6.5. What about authority/advocacy of best practices of the function?
As stated in the last section, this can be done without a functional hierarchy. However it does require management work and enablement of the community, examples I have seen:
- When you have 1–5 people who are clearly most senior in the expertise, ask them to do this as 50% of their role, often with a EA or TPM helping them on the coordination side.
- When you have either too many or too few for that, I do think the more generalized notion of a “guild” that came out of Spotify can work, but likely only with someone senior up the tree (say Director level or above) to spend the time and focus to enable it.
- Should those not be possible, you can get away with a single “core team” (for example, a company-wide architecture team), although they are often limited by the fact that they are not community-based nor hierarchy-based in their source of power, so can struggle to have influence. To counter that I would suggest giving them a mission that still needs them to deliver as individual contributors, as per the next point.
6.6. What about common software/problems that need a team of specialists?
At the team level, this is completely fine. If the common problems are big in terms of internal coordination, there is no trouble with nesting either — this is just a “platform org”, which is common in core engineering. Further, platform teams are often a great place to put the most experienced IC’s, drawing on their expertise technically and organizationally to allow advocacy of building the right things, and so also acting as an anchor of authority and advocacy.

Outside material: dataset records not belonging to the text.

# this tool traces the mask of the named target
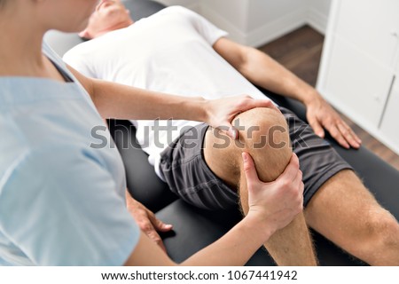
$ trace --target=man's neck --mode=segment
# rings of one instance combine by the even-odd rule
[[[107,28],[106,28],[104,30],[98,31],[96,34],[96,36],[93,36],[93,38],[104,36],[104,35],[106,35],[106,34],[107,34],[109,32],[114,31],[114,30],[126,28],[128,27],[130,27],[133,24],[134,24],[134,21],[132,20],[126,20],[126,21],[119,22],[119,23],[117,23],[117,24],[112,26],[112,27],[108,27]]]
[[[37,75],[43,68],[44,31],[18,17],[0,15],[0,75]]]

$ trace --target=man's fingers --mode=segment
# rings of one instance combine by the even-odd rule
[[[172,230],[173,225],[171,225],[170,224],[163,223],[159,218],[157,218],[156,216],[153,212],[149,211],[147,213],[147,215],[148,215],[148,218],[150,219],[152,225],[153,226],[153,228],[156,231],[168,232],[168,231]]]
[[[224,122],[223,123],[216,127],[216,129],[218,131],[220,131],[221,133],[224,133],[233,140],[239,138],[239,131],[235,127],[231,125],[231,123],[228,122]]]
[[[248,185],[248,188],[251,188],[252,186],[249,186],[249,185],[260,181],[258,178],[258,173],[256,172],[254,160],[252,159],[249,154],[243,152],[242,160],[244,162],[244,173],[246,178],[246,185]]]
[[[162,248],[163,251],[167,252],[165,245],[163,244],[162,239],[160,239],[160,235],[158,234],[158,233],[156,233],[155,231],[152,231],[149,233],[145,234],[151,239],[153,240],[157,245],[159,245],[160,247],[160,248]]]

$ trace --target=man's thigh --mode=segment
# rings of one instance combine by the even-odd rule
[[[373,225],[387,217],[390,214],[352,170],[342,170],[325,182],[305,209],[311,228],[355,255],[362,253],[361,244],[376,233]]]

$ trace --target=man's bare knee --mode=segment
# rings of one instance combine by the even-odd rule
[[[236,146],[252,155],[259,178],[265,182],[275,180],[292,155],[284,115],[275,109],[254,108],[239,114],[232,124],[239,131]]]

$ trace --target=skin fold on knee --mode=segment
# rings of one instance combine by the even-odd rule
[[[286,169],[292,147],[284,115],[276,109],[258,107],[233,120],[239,130],[236,146],[251,154],[263,182],[275,180]]]

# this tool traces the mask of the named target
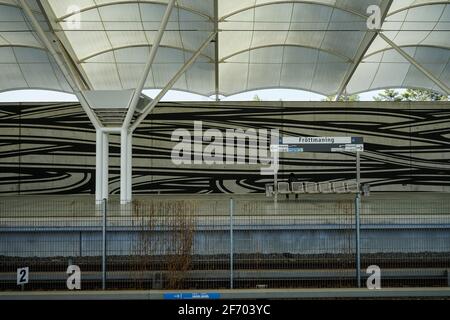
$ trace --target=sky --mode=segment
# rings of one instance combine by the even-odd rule
[[[144,94],[154,98],[159,90],[144,90]],[[360,94],[361,101],[372,101],[379,91]],[[321,101],[325,97],[319,94],[291,90],[291,89],[268,89],[249,91],[229,97],[221,97],[222,101],[252,101],[255,96],[262,101]],[[0,93],[0,102],[76,102],[73,94],[47,91],[47,90],[15,90]],[[169,91],[162,101],[214,101],[208,98],[187,92]]]

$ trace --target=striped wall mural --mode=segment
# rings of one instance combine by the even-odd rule
[[[278,128],[283,136],[363,136],[362,180],[373,191],[450,191],[449,103],[165,103],[133,138],[134,193],[263,192],[260,164],[171,161],[175,129]],[[119,137],[110,138],[110,192],[119,193]],[[347,153],[283,154],[281,178],[355,177]],[[89,194],[95,131],[78,104],[0,105],[0,194]]]

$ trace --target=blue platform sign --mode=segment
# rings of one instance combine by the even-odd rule
[[[217,300],[220,299],[220,293],[164,293],[163,297],[165,300],[195,300],[195,299],[209,299]]]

The only warning here is a more general warning about platform organizations, which are infamous for saying “we will solve the problem you have today in a more general way in about 12 months” — i.e. they can end up heavily favoring throughput over agility as they are removed from the advantages of agility for the broader business as they only see its costs. My last manager Camille Fournier has a good writeup of the techniques you need to use to counter this.

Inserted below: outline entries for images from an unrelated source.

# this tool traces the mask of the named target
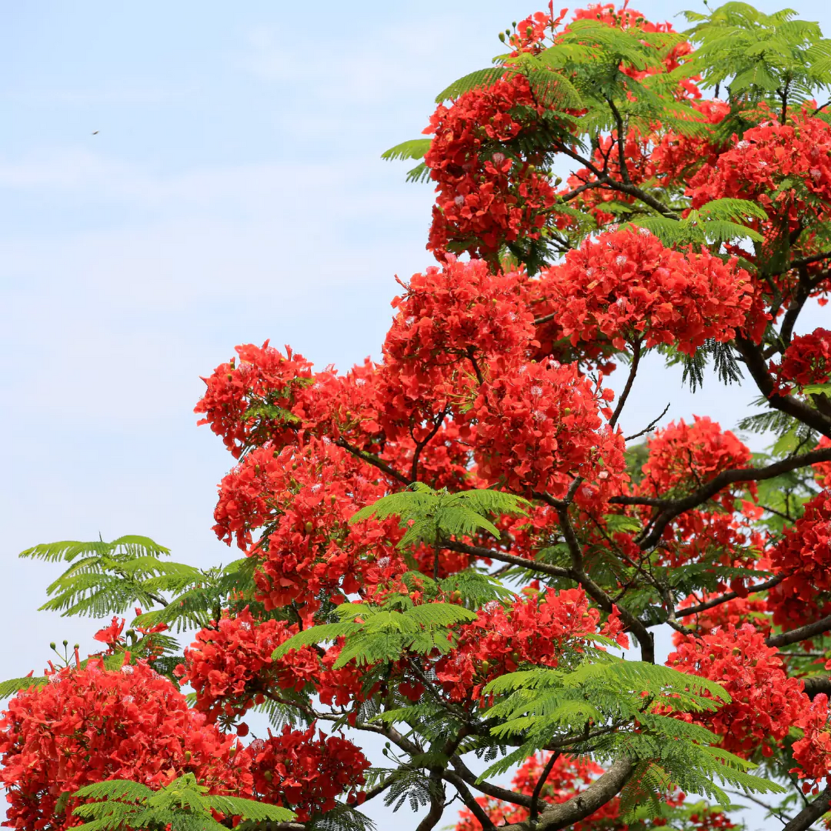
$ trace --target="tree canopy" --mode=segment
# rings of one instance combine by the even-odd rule
[[[363,831],[382,799],[417,831],[706,831],[749,795],[819,827],[831,329],[800,315],[831,293],[831,41],[686,18],[549,5],[383,154],[436,195],[382,359],[267,341],[204,379],[238,559],[22,553],[66,566],[43,608],[104,625],[0,685],[7,825]],[[706,416],[624,435],[648,352],[755,385],[735,426],[769,450]]]

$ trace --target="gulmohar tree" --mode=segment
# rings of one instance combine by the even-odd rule
[[[100,654],[0,691],[6,824],[352,829],[384,799],[419,831],[460,807],[459,831],[703,831],[736,827],[736,793],[787,831],[826,814],[831,331],[799,332],[831,291],[831,42],[738,2],[687,18],[534,14],[385,154],[435,184],[438,264],[401,283],[381,362],[266,342],[205,379],[239,559],[24,552],[67,563],[47,608],[112,620]],[[704,416],[624,435],[649,351],[693,388],[708,365],[755,384],[739,427],[770,452]],[[246,740],[252,711],[272,727]]]

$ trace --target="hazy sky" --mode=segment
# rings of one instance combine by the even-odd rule
[[[661,20],[703,7],[636,5]],[[824,2],[795,7],[831,32]],[[534,10],[513,0],[0,7],[12,588],[0,605],[0,676],[39,672],[51,640],[91,648],[97,628],[35,611],[56,569],[18,562],[20,550],[100,532],[146,534],[203,566],[237,556],[210,530],[232,459],[195,426],[199,376],[267,337],[341,369],[379,356],[394,275],[432,262],[431,189],[379,155],[418,137],[435,94],[487,66],[496,33]],[[803,329],[821,317],[813,309]],[[693,401],[678,381],[652,366],[624,430],[668,402],[667,420],[695,412],[733,425],[751,397],[711,381]]]

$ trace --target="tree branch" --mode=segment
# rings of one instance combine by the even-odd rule
[[[745,359],[745,364],[759,391],[768,399],[770,406],[780,412],[793,416],[803,424],[831,438],[831,419],[791,396],[780,396],[775,392],[774,381],[768,372],[765,356],[756,344],[743,337],[736,337],[734,342],[739,354]]]
[[[360,450],[356,447],[352,447],[345,439],[336,439],[335,444],[338,447],[342,447],[345,450],[348,450],[353,456],[357,456],[358,459],[362,459],[365,462],[369,463],[373,467],[376,467],[379,470],[383,470],[388,476],[397,479],[401,484],[412,484],[411,479],[407,479],[404,474],[399,473],[394,468],[390,467],[386,462],[379,459],[374,453],[367,453],[366,450]]]
[[[620,418],[620,415],[623,411],[626,400],[629,397],[629,393],[632,392],[632,385],[635,382],[635,376],[637,374],[637,365],[641,362],[641,342],[636,341],[632,344],[632,366],[629,367],[629,377],[627,378],[626,386],[623,387],[621,397],[617,400],[617,406],[615,407],[615,411],[612,414],[612,418],[609,419],[610,427],[614,427],[617,423],[617,419]]]
[[[805,695],[812,701],[821,692],[831,696],[831,676],[813,676],[803,678],[803,681],[805,684]]]
[[[791,643],[807,641],[809,637],[821,635],[829,629],[831,629],[831,615],[814,621],[813,623],[801,626],[799,629],[791,629],[789,632],[784,632],[780,635],[771,635],[770,637],[765,639],[765,642],[769,647],[787,647]]]
[[[526,820],[503,825],[499,831],[559,831],[560,829],[568,828],[590,816],[619,794],[634,771],[635,765],[628,760],[618,760],[584,791],[573,796],[568,802],[546,808],[535,824]]]
[[[819,819],[831,804],[831,784],[814,802],[804,808],[782,831],[808,831],[814,820]]]
[[[815,410],[811,411],[816,413],[818,416],[819,415]],[[831,421],[829,422],[825,429],[829,432],[831,432]],[[765,467],[734,468],[730,470],[722,470],[716,477],[705,483],[689,496],[685,496],[678,499],[655,499],[650,497],[642,498],[637,496],[612,496],[609,499],[609,502],[613,504],[624,505],[654,505],[663,509],[661,514],[651,524],[652,529],[649,533],[637,540],[642,548],[647,549],[653,548],[658,543],[664,533],[664,529],[676,517],[712,499],[720,490],[726,488],[729,484],[736,484],[739,482],[760,482],[766,479],[774,479],[776,476],[780,476],[784,473],[795,470],[798,468],[808,467],[808,465],[815,465],[817,462],[827,461],[831,461],[831,448],[823,448],[817,450],[811,450],[809,453],[804,453],[801,455],[790,456],[788,459],[783,459]]]

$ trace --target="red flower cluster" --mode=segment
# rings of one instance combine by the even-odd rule
[[[573,364],[519,364],[479,389],[473,406],[478,420],[477,472],[509,490],[562,496],[573,477],[607,492],[622,475],[623,440],[602,425],[600,411],[610,390],[593,388]]]
[[[831,331],[814,329],[794,337],[782,355],[782,362],[771,362],[776,376],[776,391],[788,395],[794,386],[809,386],[831,381]]]
[[[619,350],[673,343],[689,355],[707,339],[729,341],[750,308],[750,276],[707,252],[665,248],[648,231],[587,239],[543,273],[544,313],[573,345],[598,336]]]
[[[370,767],[366,757],[341,736],[321,730],[316,739],[314,725],[305,731],[287,725],[278,735],[269,730],[268,739],[255,739],[247,750],[254,796],[296,811],[299,822],[332,810],[339,794],[346,792],[350,804],[364,799],[358,789]]]
[[[214,530],[261,558],[256,579],[267,607],[296,601],[311,614],[321,593],[340,598],[406,570],[396,519],[350,524],[386,492],[367,475],[372,469],[346,450],[312,439],[276,455],[268,445],[254,450],[223,479]],[[252,531],[263,526],[249,549]]]
[[[714,479],[722,470],[745,468],[753,455],[735,435],[706,416],[683,419],[658,430],[649,440],[649,459],[643,465],[638,492],[649,496],[687,493]],[[748,486],[755,493],[755,484]],[[735,493],[725,489],[717,501],[732,512]]]
[[[61,794],[128,779],[162,787],[194,773],[213,793],[245,793],[250,774],[236,740],[188,709],[184,696],[145,663],[107,671],[95,660],[19,692],[0,720],[5,824],[68,828],[78,804]]]
[[[819,790],[819,782],[831,771],[831,733],[829,732],[829,701],[821,692],[810,703],[805,702],[795,726],[804,733],[801,739],[794,742],[794,761],[799,766],[793,768],[800,779],[812,779],[803,783],[802,789],[814,794]]]
[[[293,440],[288,414],[297,391],[311,382],[312,364],[288,347],[283,355],[268,341],[237,347],[237,354],[238,366],[232,358],[202,379],[208,388],[194,412],[205,414],[197,423],[209,424],[238,458],[251,445]]]
[[[701,121],[709,126],[720,124],[730,115],[730,105],[720,101],[691,102],[701,115]],[[715,137],[690,135],[668,130],[657,140],[649,157],[648,173],[670,185],[687,181],[705,165],[715,165],[725,149]]]
[[[696,720],[719,734],[722,746],[734,753],[750,754],[760,745],[770,755],[769,741],[780,741],[809,701],[802,681],[785,675],[776,648],[766,646],[765,635],[750,624],[738,629],[729,624],[700,638],[687,635],[666,663],[727,691],[730,704]]]
[[[297,631],[285,621],[254,620],[246,608],[235,617],[224,617],[215,628],[200,629],[177,675],[194,688],[196,709],[209,720],[241,715],[269,690],[299,692],[317,680],[320,660],[311,647],[272,660],[272,652]]]
[[[791,184],[779,186],[790,180]],[[787,219],[791,229],[806,214],[820,216],[831,204],[831,126],[806,113],[781,124],[775,116],[748,130],[712,165],[690,181],[692,207],[711,199],[750,199],[771,219]]]
[[[493,274],[483,260],[448,255],[443,268],[414,274],[384,345],[385,371],[414,401],[452,401],[475,383],[485,361],[516,363],[534,340],[524,275]],[[458,376],[465,376],[460,380]]]
[[[436,664],[436,677],[451,700],[475,701],[494,678],[525,662],[556,666],[566,649],[579,650],[597,632],[628,647],[617,611],[604,626],[599,622],[582,588],[551,588],[508,609],[494,602],[460,628],[455,648]]]
[[[803,515],[771,551],[770,561],[785,575],[768,598],[774,622],[789,627],[816,619],[814,614],[827,605],[818,596],[831,592],[831,490],[805,504]]]
[[[519,236],[536,238],[554,202],[547,176],[504,150],[523,130],[520,108],[541,114],[528,81],[507,73],[495,84],[440,104],[425,133],[434,134],[425,164],[437,183],[427,248],[440,259],[456,243],[489,256]]]
[[[627,8],[626,3],[620,9],[615,8],[615,4],[609,3],[590,3],[585,8],[578,8],[574,12],[575,20],[597,20],[607,26],[611,26],[619,29],[639,29],[645,34],[653,34],[656,32],[674,32],[675,29],[671,23],[653,23],[647,20],[641,12],[637,12],[633,8]],[[671,72],[681,66],[681,59],[692,52],[691,44],[683,41],[676,43],[664,57],[662,67],[649,67],[647,69],[638,70],[634,66],[622,66],[621,71],[636,81],[642,81],[647,76],[656,75],[661,72]],[[683,83],[683,89],[687,94],[693,97],[701,97],[698,88],[691,81],[686,81]]]

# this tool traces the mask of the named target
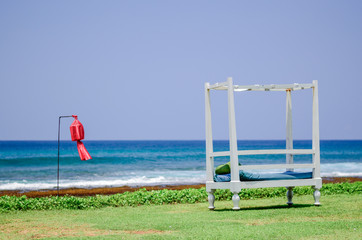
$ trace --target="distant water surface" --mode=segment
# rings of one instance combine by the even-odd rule
[[[178,185],[205,182],[204,141],[84,141],[92,160],[81,161],[76,143],[62,141],[60,187]],[[227,151],[228,141],[214,141]],[[238,141],[243,149],[283,149],[285,141]],[[294,148],[312,148],[294,141]],[[0,190],[53,189],[57,179],[56,141],[0,141]],[[215,158],[215,165],[228,162]],[[311,155],[294,156],[310,163]],[[285,155],[240,156],[242,164],[284,163]],[[270,171],[270,170],[269,170]],[[321,141],[322,176],[362,176],[362,140]]]

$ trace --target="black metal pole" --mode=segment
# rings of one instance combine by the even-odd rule
[[[59,147],[60,147],[60,119],[63,117],[73,117],[73,116],[59,116],[58,121],[58,174],[57,174],[57,190],[58,190],[58,197],[59,197]]]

6.7. What about flexibility for moving people to where the business needs it most?
It is clear having all specialists in the function report up to a single point makes it easier for that point person to move people between their teams. If this is a major concern you can see the business following through on, this more or less falls into what section 6.2 describes about this being an important exception. However, be sure the follow through is likely. All of these functions are high skill, projects usually take months, and specialist knowledge of a particular domain can take years to learn. Are you really going to move such functions around rapidly and on mass? In my experience I have only seen this exercised regularly for lower-skilled functions, much less involved in the agile delivery and operations of software — really it’s only been for un-agile pre-devops operations teams.

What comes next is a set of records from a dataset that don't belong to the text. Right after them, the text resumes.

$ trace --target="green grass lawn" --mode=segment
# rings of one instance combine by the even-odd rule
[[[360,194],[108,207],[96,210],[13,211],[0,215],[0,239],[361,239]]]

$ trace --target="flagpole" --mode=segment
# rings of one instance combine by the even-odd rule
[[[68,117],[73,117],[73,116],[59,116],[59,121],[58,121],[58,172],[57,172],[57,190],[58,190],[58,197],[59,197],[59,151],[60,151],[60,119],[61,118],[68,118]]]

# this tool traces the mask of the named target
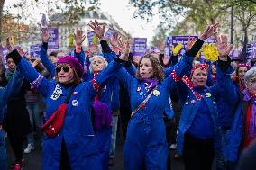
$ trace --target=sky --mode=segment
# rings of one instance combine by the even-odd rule
[[[101,0],[100,8],[133,37],[145,37],[151,40],[160,22],[158,15],[154,15],[150,22],[139,17],[133,18],[135,9],[129,4],[129,0]]]
[[[5,0],[5,6],[14,5],[22,0]],[[129,0],[101,0],[99,6],[102,12],[106,12],[112,18],[133,37],[148,38],[148,42],[152,40],[154,29],[159,23],[159,17],[155,15],[150,22],[141,18],[133,18],[134,7],[129,4]],[[42,12],[35,12],[40,15]]]

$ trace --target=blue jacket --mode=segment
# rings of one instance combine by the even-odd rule
[[[233,86],[232,85],[233,83],[230,78],[230,73],[232,73],[233,68],[229,67],[229,68],[224,73],[221,71],[221,69],[218,67],[218,65],[216,68],[217,83],[215,86],[207,87],[206,92],[206,94],[211,94],[211,96],[207,97],[206,94],[203,97],[207,104],[214,122],[215,148],[215,149],[220,149],[220,133],[217,124],[217,105],[222,102],[222,100],[220,100],[220,96],[224,96],[224,94],[226,98],[229,98],[229,102],[226,103],[226,107],[232,110],[233,106],[234,105],[234,101],[235,99],[237,99],[238,95],[236,93],[233,93],[233,90],[235,89],[233,89]],[[200,100],[197,100],[195,97],[192,91],[184,85],[182,86],[184,88],[182,90],[179,90],[179,92],[182,92],[180,93],[180,95],[183,104],[177,139],[177,148],[180,155],[183,151],[184,134],[192,125],[195,115],[197,112],[197,110],[199,109],[198,107],[200,105]],[[195,103],[193,103],[193,102]]]
[[[184,57],[175,66],[178,76],[182,76],[183,74],[187,71],[187,67],[192,64],[192,61],[193,58]],[[138,86],[140,86],[142,90],[144,89],[143,83],[133,76],[124,68],[119,71],[118,78],[125,85],[126,89],[128,89],[132,111],[134,111],[135,108],[143,101],[140,93],[137,92]],[[151,122],[152,120],[162,119],[166,103],[169,101],[169,93],[174,85],[175,81],[170,76],[166,77],[157,87],[157,90],[160,91],[160,95],[151,95],[145,109],[140,109],[132,120]],[[146,92],[143,93],[145,94]]]
[[[5,105],[8,100],[20,92],[22,83],[22,75],[15,71],[7,85],[5,87],[0,87],[0,124],[3,122],[4,114],[5,113]]]
[[[122,65],[111,62],[96,77],[101,86],[113,76]],[[35,83],[40,75],[24,58],[17,69],[30,81]],[[45,78],[39,81],[39,90],[46,103],[46,120],[63,103],[71,87],[65,89],[55,80]],[[92,127],[90,106],[97,92],[92,82],[80,83],[76,88],[68,105],[63,127],[58,136],[43,139],[43,169],[59,168],[62,139],[65,139],[67,151],[72,169],[87,169],[87,157],[97,154],[98,149]],[[100,163],[99,163],[100,164]]]

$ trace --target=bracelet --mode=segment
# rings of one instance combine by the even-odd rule
[[[82,46],[81,45],[76,45],[76,53],[80,53],[82,49]]]

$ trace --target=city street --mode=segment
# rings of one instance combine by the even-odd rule
[[[7,152],[8,152],[8,164],[11,165],[12,160],[14,159],[14,154],[10,148],[10,145],[7,142]],[[172,152],[173,154],[173,152]],[[41,170],[42,169],[42,161],[41,161],[41,149],[36,149],[30,154],[24,155],[25,166],[24,170]],[[172,170],[184,170],[183,163],[180,159],[174,159],[172,155]],[[215,167],[215,165],[214,165]],[[9,166],[9,169],[11,170]],[[215,168],[213,168],[215,169]],[[121,141],[118,141],[116,148],[116,157],[114,159],[114,164],[112,166],[109,166],[109,170],[124,170],[124,163],[123,158],[123,150]]]

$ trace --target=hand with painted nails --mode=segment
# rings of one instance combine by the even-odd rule
[[[82,45],[83,41],[86,39],[86,35],[84,35],[84,32],[82,30],[77,30],[76,33],[74,33],[74,40],[76,41],[76,44],[80,46]]]
[[[88,26],[93,29],[93,32],[99,38],[100,40],[104,40],[105,23],[99,23],[96,20],[95,22],[90,21]]]
[[[219,52],[219,58],[223,61],[227,61],[227,58],[233,49],[233,44],[227,42],[226,35],[220,35],[217,38],[216,48]]]
[[[219,22],[208,25],[207,28],[202,33],[202,35],[199,37],[199,39],[202,40],[206,40],[206,39],[216,33],[216,30],[218,27],[219,27]]]

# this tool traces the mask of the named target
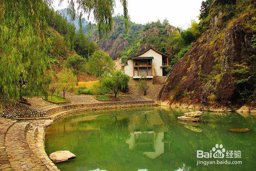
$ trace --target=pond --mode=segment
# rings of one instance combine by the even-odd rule
[[[49,155],[68,150],[76,155],[73,160],[56,163],[61,170],[255,169],[255,117],[250,114],[205,112],[201,122],[188,125],[177,119],[185,112],[156,107],[75,114],[48,129],[46,152]],[[232,128],[252,130],[243,133],[228,131]],[[222,144],[219,149],[225,148],[225,158],[197,158],[197,151],[209,153],[216,144]],[[204,163],[197,164],[198,160]],[[217,160],[242,164],[205,164]]]

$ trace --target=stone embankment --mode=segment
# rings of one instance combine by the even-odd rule
[[[15,120],[0,117],[0,170],[59,170],[45,151],[44,137],[46,128],[61,117],[82,111],[157,105],[147,100],[57,105],[35,97],[28,102],[31,105],[28,108],[44,115],[18,115],[12,117]]]
[[[35,108],[33,106],[30,106],[18,102],[15,103],[1,94],[0,104],[0,114],[1,116],[6,118],[40,117],[47,115],[45,111],[40,109]]]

[1] I use “Agile” with trepidation, as what started with good intentions around rapidly-iterative minimal processes turned into an industry of consultants selling a whole lot of process. When I use “agile” I mean it the original definition, which came from software development getting over its “engineering envy” at the processes and rigor used by the more physical forms of engineering, and instead embracing its virtual-ness in implemented form to allow late-binding in meeting and so specifying requirements, and so allowing quick iteration to solve complex problems at which all the other forms of engineering now envy.
[2] When done thoughtfully, this is called embracing Conway’s law around shipping the org chart by structuring around what you want shipped
[3] For lack of a better term, “organizational debt” is the heavy inertia of changing the structure of human organizations, which beyond the conflict of having winners and losers, is exacerbated by any proposed change having very clear losers and less clear winners.